Symptome der Carbarylintoxikation

Die Vergiftungssymptome sind grundsätzlich die gleichen wie bei der Organophosphatvergiftung, jedoch von wesentlich kürzerer Dauer (Adam 1987a; Blagburn 1995a).
Überdosierungserscheinungen sind Ausdruck überhöhter Acetylcholinkonzentrationen durch Hemmung der Acetylcholinesterasen.
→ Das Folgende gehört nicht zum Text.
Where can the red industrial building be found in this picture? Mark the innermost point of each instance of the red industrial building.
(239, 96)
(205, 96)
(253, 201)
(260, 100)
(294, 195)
Infolge dessen kommt es zur Übererregung des peripheren cholinergischen Systems (Hass 1970a). Die Symptomatik kann sowohl durch muskarinartige, nikotinartige oder zentralnervöse Effekte bestimmt sein (Blagburn 1995a).
 

Stimulation der muskarinartigen Rezeptoren an parasympathischen Nervenendigungen

Exokrine Drüsen:Salivation, Lakrimation, Schwitzen
Augen:Miosis (beim Schwein Nystagmus), injizierte Konjunktivalgefässe
Gastrointestinaltrakt:Übelkeit, Erbrechen (besonders beim Hund), Diarrhoe, Tenesmus, fäkale Inkontinenz
Respirationsapparat:Bronchokonstriktion, Bronchospasmus, Husten, Bradypnoe, Dyspnoe
Kardiovaskuläres System:Bradykardie, Blutdruckabfall
Blase:frequenter Harnabsatz (Adam 1987a; Smalley 1970a).
 

Stimulation nikotinartiger Rezeptoren an vegetativen Ganglien und motorischen Endplatten

Muskulatur:Unruhe, Tremor, Ataxie, Muskelsteife, generalisierte Muskelzuckungen und schliesslich Paralyse (Blagburn 1995a; Adam 1987a).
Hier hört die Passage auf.